How was the practice discovered?

Leadership at the Diabetes Education Centre was discussing the impact of a practice change with staff and asked for a description of the current process. As soon as the leader became aware of the incorrect practice, it was immediately stopped.

If the practice was stopped in February 2016, why is Covenant Health notifying patients now?

The risk assessment process is complex, and takes time to ensure that all potentially impacted patients are identified and correct actions are taken. Covenant Health and Alberta Health Services both conducted thorough investigations and reviews. These required input and analysis from different experts. The experts took the time necessary to be thorough. Covenant Health is committed to ensuring the information shared is complete and accurate. 

How do I know this didn’t happen in other clinics?

The practice was stopped as soon as it was discovered. Education and new guidelines were then provided to diabetes clinics across the province. Completion of education was confirmed by survey.  

What is being done so this doesn't happen again or somewhere else?

Covenant Health and Alberta Health Services have taken a number of steps to ensure the saline-filled demonstration pens are being used correctly across Alberta.

The incorrect practice was stopped as soon as it was discovered. Covenant Health and Alberta Health Services acted swiftly, conducting thorough investigations.

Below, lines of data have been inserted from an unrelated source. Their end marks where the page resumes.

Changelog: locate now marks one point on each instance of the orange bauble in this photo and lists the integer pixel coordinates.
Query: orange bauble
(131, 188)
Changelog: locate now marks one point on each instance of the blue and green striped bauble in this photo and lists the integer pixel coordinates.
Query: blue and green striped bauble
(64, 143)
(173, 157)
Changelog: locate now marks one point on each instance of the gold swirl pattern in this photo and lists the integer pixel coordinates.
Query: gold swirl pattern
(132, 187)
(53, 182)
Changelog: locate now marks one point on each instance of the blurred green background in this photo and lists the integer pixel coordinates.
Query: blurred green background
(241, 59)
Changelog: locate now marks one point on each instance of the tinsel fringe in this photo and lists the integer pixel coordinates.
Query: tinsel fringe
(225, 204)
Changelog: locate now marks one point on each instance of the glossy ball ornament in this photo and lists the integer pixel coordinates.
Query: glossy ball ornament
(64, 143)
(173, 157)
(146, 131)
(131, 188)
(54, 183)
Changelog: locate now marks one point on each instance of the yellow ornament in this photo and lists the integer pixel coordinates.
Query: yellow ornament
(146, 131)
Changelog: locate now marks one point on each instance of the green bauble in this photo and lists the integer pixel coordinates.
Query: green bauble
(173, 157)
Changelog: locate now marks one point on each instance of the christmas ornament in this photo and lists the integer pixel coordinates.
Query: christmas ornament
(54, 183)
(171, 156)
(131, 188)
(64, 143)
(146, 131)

Covenant Health and Alberta Health Services have provided education and new guidelines to diabetes clinics across the province.

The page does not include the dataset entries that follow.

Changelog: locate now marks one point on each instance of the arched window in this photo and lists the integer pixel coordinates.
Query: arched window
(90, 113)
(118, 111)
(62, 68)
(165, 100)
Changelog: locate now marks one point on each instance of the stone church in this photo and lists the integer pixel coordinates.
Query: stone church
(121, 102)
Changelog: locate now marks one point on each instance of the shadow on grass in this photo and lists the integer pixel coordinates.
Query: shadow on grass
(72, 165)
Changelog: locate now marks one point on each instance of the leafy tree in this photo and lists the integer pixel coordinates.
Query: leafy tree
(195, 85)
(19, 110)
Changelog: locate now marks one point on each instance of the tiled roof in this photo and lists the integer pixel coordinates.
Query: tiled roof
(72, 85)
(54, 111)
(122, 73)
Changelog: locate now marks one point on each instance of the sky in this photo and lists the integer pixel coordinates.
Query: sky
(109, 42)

The potentially contaminated saline-filled demonstration pens were immediately removed from both the MCH and GNCH Diabetes Education Centre.

Covenant Health brought in new written guidelines for insulin teaching on March 3, 2016. Orientation and practice materials have been revised and updated.

AHS provided staff with education about the use of demonstration insulin pens. Staff were required to fill out a survey to show they had completed the education.